The wet and muddy conditions at Toronto's Varsity Stadium created a quagmire but did not prevent the Argonauts from winning their eighth Grey Cup title. The Argos kicked for what turned out to be the winning point in the first quarter. Winnipeg's Tom Casey misjudged Joe Krol's punt from the Blue Bombers 49-yard line, as the ball went over his head and into the end zone for a rouge. Joe Krol avoided a potential turnover later in the half when he dropped the ball on an attempted kick in Bombers territory. The Argo star picked it up and raced around the end for 10 yards, putting the ball on the Winnipeg 15. After failing to make another first down, Nick Volpe kicked a 21-yard field goal to put the Argos up 4-0.

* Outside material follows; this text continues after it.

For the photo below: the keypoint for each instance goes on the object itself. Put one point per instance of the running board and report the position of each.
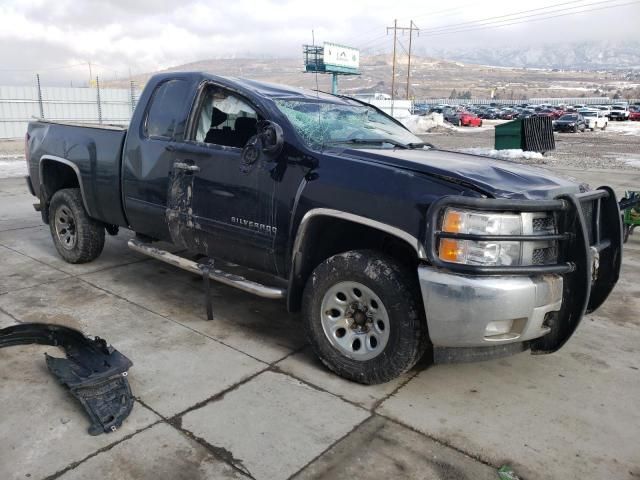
(230, 279)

Before the end of the first half, the Argos increased the margin to 7-0. Toronto's Billy Bass recovered Indian Jack Jacobs fumble at the Winnipeg 19. After two running plays from Ulysses "Crazy Legs" Curtis and Teddy Toogood, Nick Volpe was successful on a field goal from the Winnipeg 23. The Argos completed the scoring in the third quarter. Toronto's Jake Dunlap blocked Jacobs' kick which the Boatmen recovered at the Winnipeg 20. Billy Bass and Al Dekdebrun carried to the four-yard line and Toogood to the one. On third down Dekdebrun slid across the goal line for the only touchdown of the game. Volpe missed the convert, but Joe Krol later kicked a single for the final point of the game. Dekdebrun directed Toronto's ground offence all game, which steamrolled the Winnipeg defence for 232 yards.

This is the last time a team has been shut out in the Grey Cup final.

==Legacy==

The aftermath of the game generated severe criticism of the Canadian Rugby Union and the choice of Varsity, which had traditionally hosted the game almost every year due to its relatively large capacity and generally warmer weather in late November and early December compared to other cities. Some believed the game could have been played a week earlier to avoid adverse weather conditions. Wrote one writer, "Because the field was like a pig's wallow, what should have been a football classic turned into a slogging show." The lack of a tarpaulin to protect the field, which could have been obtained for approximately $5,000, was noted. The Calgary Stampeders, who had faced bad field conditions in the 1948 championship game, offered to pick up the expense on behalf of the league, but this offer was declined. Although Varsity Stadium, and later Exhibition Stadium, continued to be the primary venue for the Grey Cup, the criticism of the conditions at both fields eventually led to the venue shifting among the cities of the Interprovincial Rugby Football Union and the Western Interprovincial Football Union on a regular basis.

== Box score ==

First quarter

Toronto – Rouge – Joe Krol 49 yard punt

Second quarter

Toronto – Field Goal – Nick Volpe 21 yards

Toronto – Field Goal – Nick Volpe 23 yards

Third quarter

Toronto – TD – Al Dekdebrun 1 yard run (convert missed)

Toronto – Rouge – Joe Krol 00 yard punt

| Teams | 1 Q | 2 Q | 3 Q | 4 Q | Final |
|---|---|---|---|---|---|
| Toronto Argonauts | 1 | 6 | 6 | 0 | 13 |
| Winnipeg Blue Bombers | 0 | 0 | 0 | 0 | 0 |

==See also==
Other Grey Cup games notable for the weather include the 1962 Fog Bowl at Exhibition Stadium in Toronto, the 1965 Wind Bowl at Exhibition Stadium in Toronto, the 1977 Ice Bowl at Olympic Stadium in Montréal, the 1982 Rain Bowl at Exhibition Stadium in Toronto and the 1996 Snow Bowl at Ivor Wynne Stadium in Hamilton.